Can a 1 DWPD SSD become a 3 DWPD just with overprovisioning?

ca3y6 · Sep 30, 2024

I am looking at the specs of the Micron 9300 SSD, which they sell in two versions, pro starting at a size of 3.84TB rated at 1 DWPD, and max starting at 3.2TB rated at 3 DWPD. But specs seem otherwise identical.

My question is, is there more to the higher endurance than the overprovisioning? ie if I were to only create a 3.2TB partition on a 3.84TB pro drive (converted to base 1024 equivalent), would I expect a rating of 3 DWPD, or is there more to higher endurance within a class of SSD available in both versions?

nabsltd · Sep 30, 2024

Drives with more endurance generally will have different firmware (or different firmware settings), even if the total amount of flash is the same. The flash may also be slightly different, even if it is the same model/manufacturer due to binning. Reducing the partition size won't really change the endurance. Reducing the size of the namespace will often signal the controller/firmware to act more like a factory-overprovisioned drive, so this could help endurance.

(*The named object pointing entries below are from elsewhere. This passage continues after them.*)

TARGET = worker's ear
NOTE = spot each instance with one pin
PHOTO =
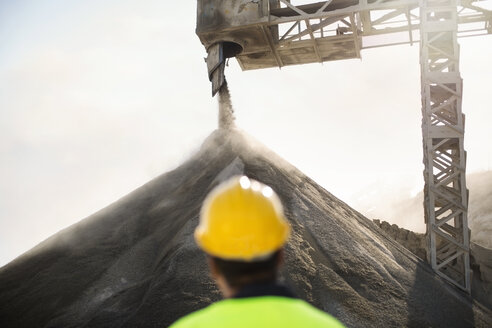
(214, 270)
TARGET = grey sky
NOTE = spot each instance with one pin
(97, 99)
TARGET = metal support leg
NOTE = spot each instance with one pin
(446, 196)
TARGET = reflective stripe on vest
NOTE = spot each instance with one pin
(264, 311)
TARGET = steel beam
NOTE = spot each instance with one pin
(446, 196)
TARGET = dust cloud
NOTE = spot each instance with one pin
(226, 112)
(397, 207)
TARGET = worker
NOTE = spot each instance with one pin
(242, 230)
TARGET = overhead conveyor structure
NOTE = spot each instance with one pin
(277, 33)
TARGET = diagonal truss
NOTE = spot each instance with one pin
(340, 29)
(277, 33)
(446, 196)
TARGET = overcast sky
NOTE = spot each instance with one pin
(99, 97)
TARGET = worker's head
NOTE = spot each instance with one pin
(242, 229)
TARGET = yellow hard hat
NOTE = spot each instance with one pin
(242, 219)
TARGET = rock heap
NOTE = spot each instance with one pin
(135, 264)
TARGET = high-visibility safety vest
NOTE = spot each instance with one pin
(257, 312)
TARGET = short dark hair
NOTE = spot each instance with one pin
(239, 273)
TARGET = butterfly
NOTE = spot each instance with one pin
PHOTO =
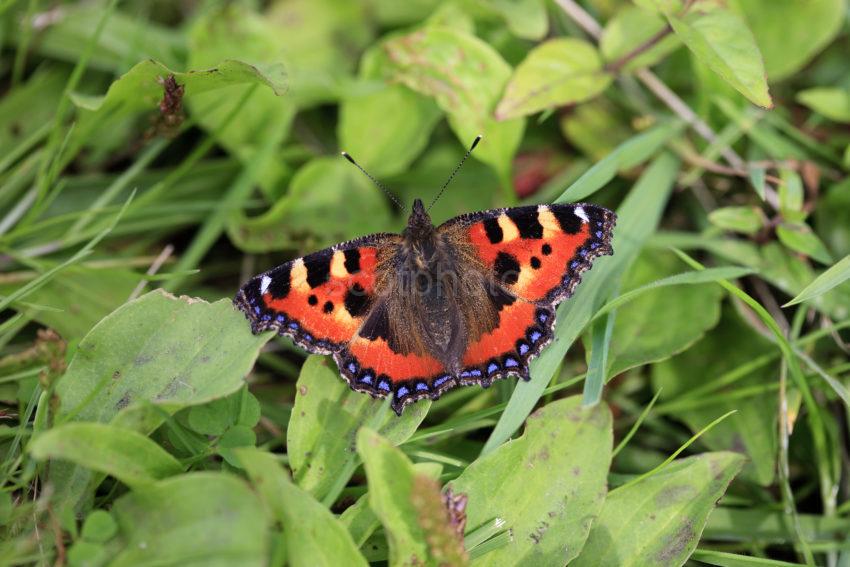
(415, 314)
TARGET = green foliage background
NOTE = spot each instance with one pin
(695, 407)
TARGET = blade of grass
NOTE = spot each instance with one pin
(837, 274)
(636, 425)
(678, 451)
(815, 419)
(638, 217)
(597, 368)
(38, 282)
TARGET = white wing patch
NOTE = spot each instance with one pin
(579, 211)
(264, 284)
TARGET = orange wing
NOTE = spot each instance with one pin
(537, 254)
(320, 300)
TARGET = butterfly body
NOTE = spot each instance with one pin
(413, 315)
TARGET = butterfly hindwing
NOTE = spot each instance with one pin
(320, 300)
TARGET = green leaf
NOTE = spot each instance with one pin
(526, 19)
(308, 217)
(99, 527)
(322, 431)
(548, 486)
(722, 40)
(790, 33)
(313, 535)
(649, 329)
(658, 521)
(465, 76)
(629, 29)
(386, 143)
(629, 154)
(390, 475)
(162, 350)
(725, 362)
(194, 519)
(746, 220)
(555, 73)
(130, 457)
(141, 89)
(638, 216)
(832, 102)
(149, 358)
(236, 32)
(834, 276)
(800, 238)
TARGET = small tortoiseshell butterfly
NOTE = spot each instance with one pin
(415, 314)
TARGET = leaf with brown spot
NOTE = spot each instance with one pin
(658, 521)
(548, 485)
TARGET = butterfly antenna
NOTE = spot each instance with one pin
(457, 168)
(375, 181)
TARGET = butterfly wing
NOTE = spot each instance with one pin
(322, 299)
(537, 255)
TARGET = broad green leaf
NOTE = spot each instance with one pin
(556, 73)
(650, 328)
(693, 385)
(465, 76)
(385, 143)
(159, 349)
(203, 519)
(99, 527)
(658, 521)
(525, 18)
(130, 457)
(832, 102)
(800, 238)
(720, 39)
(790, 33)
(596, 128)
(834, 276)
(313, 535)
(630, 28)
(548, 485)
(82, 296)
(391, 480)
(746, 220)
(638, 217)
(321, 437)
(309, 216)
(151, 357)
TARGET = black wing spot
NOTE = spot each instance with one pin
(318, 268)
(281, 282)
(526, 222)
(569, 221)
(377, 326)
(493, 230)
(356, 301)
(352, 260)
(507, 268)
(499, 296)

Remember that wear-leveling causes every flash cell to be written once if you write 100% of the total flash capacity (including any spare). So, it doesn't matter if the partition is 100%, 80%, or just 10% of the disk. Once you write 100% of the total flash, you have finished "one true drive write", which is all that really counts. Yes, if you drop the partition size to 10% of the total flash, you would be able to turn a 1DWPD disk into a 10DWPD disk. But, you would have still have written the same amount of total data.

ca3y6 · Sep 30, 2024

thanks for your answer. A few follow up questions if I may.

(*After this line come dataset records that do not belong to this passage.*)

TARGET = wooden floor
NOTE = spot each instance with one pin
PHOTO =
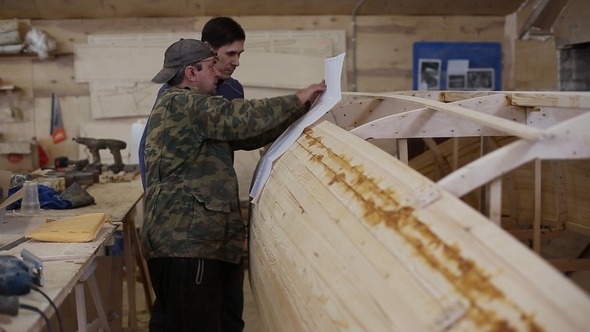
(250, 315)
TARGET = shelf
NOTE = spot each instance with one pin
(9, 56)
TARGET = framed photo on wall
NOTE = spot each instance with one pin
(429, 74)
(456, 81)
(480, 79)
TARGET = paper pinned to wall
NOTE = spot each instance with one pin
(332, 95)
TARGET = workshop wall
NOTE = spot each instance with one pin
(383, 63)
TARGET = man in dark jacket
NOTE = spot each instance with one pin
(226, 37)
(193, 230)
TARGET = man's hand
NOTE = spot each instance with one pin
(311, 93)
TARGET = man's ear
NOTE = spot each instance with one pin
(190, 73)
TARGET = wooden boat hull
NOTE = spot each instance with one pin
(347, 238)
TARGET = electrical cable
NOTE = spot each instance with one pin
(30, 307)
(35, 288)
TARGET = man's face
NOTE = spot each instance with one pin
(229, 58)
(208, 76)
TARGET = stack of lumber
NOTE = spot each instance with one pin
(10, 40)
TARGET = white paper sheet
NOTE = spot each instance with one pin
(332, 95)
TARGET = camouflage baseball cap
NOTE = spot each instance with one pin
(182, 53)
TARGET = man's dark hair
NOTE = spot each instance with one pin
(222, 30)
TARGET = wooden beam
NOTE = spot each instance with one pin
(511, 127)
(527, 234)
(424, 122)
(575, 264)
(543, 17)
(571, 140)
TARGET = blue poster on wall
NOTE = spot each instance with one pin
(457, 66)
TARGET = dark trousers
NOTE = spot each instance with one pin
(195, 294)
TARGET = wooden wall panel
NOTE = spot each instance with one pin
(536, 65)
(64, 9)
(573, 27)
(384, 53)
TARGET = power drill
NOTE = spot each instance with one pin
(95, 145)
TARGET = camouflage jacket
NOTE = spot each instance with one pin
(192, 207)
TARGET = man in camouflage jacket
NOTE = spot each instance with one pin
(193, 226)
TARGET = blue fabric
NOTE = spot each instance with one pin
(230, 89)
(48, 199)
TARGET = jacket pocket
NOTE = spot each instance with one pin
(209, 220)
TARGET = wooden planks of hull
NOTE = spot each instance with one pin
(346, 238)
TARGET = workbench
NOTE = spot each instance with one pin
(66, 266)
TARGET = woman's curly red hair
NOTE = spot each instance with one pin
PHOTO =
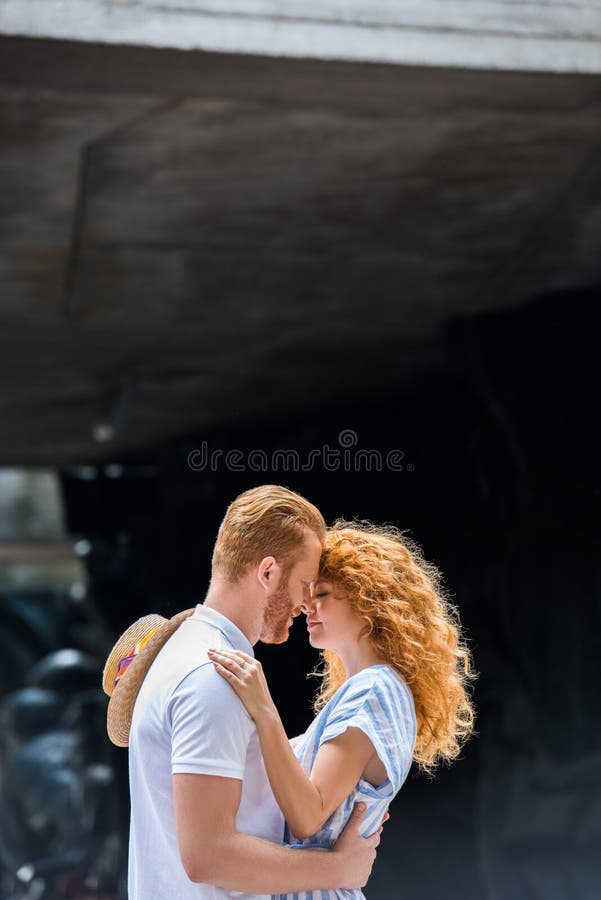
(411, 624)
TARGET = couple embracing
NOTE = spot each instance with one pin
(222, 803)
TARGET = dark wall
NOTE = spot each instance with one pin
(500, 484)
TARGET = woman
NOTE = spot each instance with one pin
(393, 690)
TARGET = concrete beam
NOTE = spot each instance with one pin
(542, 35)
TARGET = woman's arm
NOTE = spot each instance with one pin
(306, 801)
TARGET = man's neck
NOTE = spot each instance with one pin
(234, 602)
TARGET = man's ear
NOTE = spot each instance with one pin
(267, 573)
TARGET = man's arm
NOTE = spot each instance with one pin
(214, 852)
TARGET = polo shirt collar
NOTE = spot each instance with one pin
(233, 634)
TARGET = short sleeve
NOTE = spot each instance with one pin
(379, 703)
(210, 728)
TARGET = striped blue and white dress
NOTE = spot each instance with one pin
(378, 701)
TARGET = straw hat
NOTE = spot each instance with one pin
(127, 665)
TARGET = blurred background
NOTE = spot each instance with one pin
(355, 251)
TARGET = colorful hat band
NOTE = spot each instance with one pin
(124, 663)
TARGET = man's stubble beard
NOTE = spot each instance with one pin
(277, 615)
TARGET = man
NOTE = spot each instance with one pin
(204, 821)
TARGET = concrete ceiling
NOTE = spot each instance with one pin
(193, 239)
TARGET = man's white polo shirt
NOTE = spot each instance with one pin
(188, 719)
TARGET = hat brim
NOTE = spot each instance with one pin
(125, 692)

> Reducing the partition size won't really change the endurance. Reducing the size of the namespace will often signal the controller/firmware to act more like a factory-overprovisioned drive, so this could help endurance

How come? If some of the drive is not partitioned, then surely the drive will never get any write to the corresponding logical block addresses, so the drive has to know that they are free (assuming the drive is either new or has been trimmed before the partitions were created). Why would those free blocks be treated differently than factory overprovisioned blocks?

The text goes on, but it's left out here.